Ma la domanda è: qual è il puro vantaggio dell'uomo e chi lo stabilisce? Correre tre ore "senza respirare" è un vantaggio? In realtà da un uomo che corre senza respirare, a un uomo che parla senza pensare, a un uomo che vive senza amare, il passo non è poi così lungo. Einstein scriveva nel testamento spirituale: "Dobbiamo imparare a pensare in una nuova maniera: dobbiamo imparare a chiederci non quali passi possono essere compiuti... ma quali passi possono essere compiuti per impedire una competizione militare il cui esito sarebbe disastroso per tutte le parti". Einstein si riferiva alla guerra atomica, ma quello che conta è la sua visione generale di una ricerca scientifica guidata dall'etica, del tutto opposta rispetto al teorema secondo cui "se qualcosa è scientificamente ipotizzabile, prima o poi qualcuno la realizzerà". In realtà non è per nulla così, oggi la scienza è un'impresa collettiva che abbisogna di immensi finanziamenti pubblici e quindi di supporto politico, così che la comunità umana può decidere che qualcosa di scientificamente ipotizzabile non per questo debba essere realizzato. L'ottimismo scientifico non era condiviso da Einstein, secondo il quale "coloro che più sanno sono i più pessimisti".

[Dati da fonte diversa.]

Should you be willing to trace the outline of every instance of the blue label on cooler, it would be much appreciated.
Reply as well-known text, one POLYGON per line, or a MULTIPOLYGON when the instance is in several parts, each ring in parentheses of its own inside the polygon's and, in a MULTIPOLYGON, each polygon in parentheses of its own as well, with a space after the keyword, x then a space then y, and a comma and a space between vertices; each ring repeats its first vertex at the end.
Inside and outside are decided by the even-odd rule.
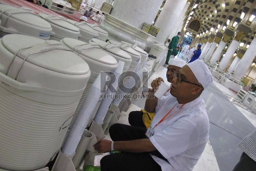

Non si tratta ovviamente di coltivare il pessimismo fine a se stesso né tanto meno la sfiducia nell'intelligenza umana, si tratta solo di avere una lucida consapevolezza dell'enorme posta che è in gioco e del fatto che non potrà mai essere la sola scienza a stabilire il "puro vantaggio dell'uomo". Quale sarebbe infatti questo puro vantaggio? Siamo sicuri che esso consista solo in uno standard predefinito di salute fisica e mentale che è l'unico parametro che può essere offerto dalla scienza? Non posso non vedere però il pericolo di una "società nanoscientifica" che imponga a ogni individuo uno standard di salute fisica e mentale predefinito invadendolo fin da piccolo di microorganuli, uno standard in base a cui Michelangelo e Leopardi sarebbero stati sempre di buonumore, Nietzsche non sarebbe impazzito, Van Gogh non si sarebbe tagliato l'orecchio, Tolstoj sarebbe morto tra le linde lenzuola di casa, e tutti avrebbero fatto jogging ogni mattina dopo una colazione a base di cereali americani rigorosamente ogm.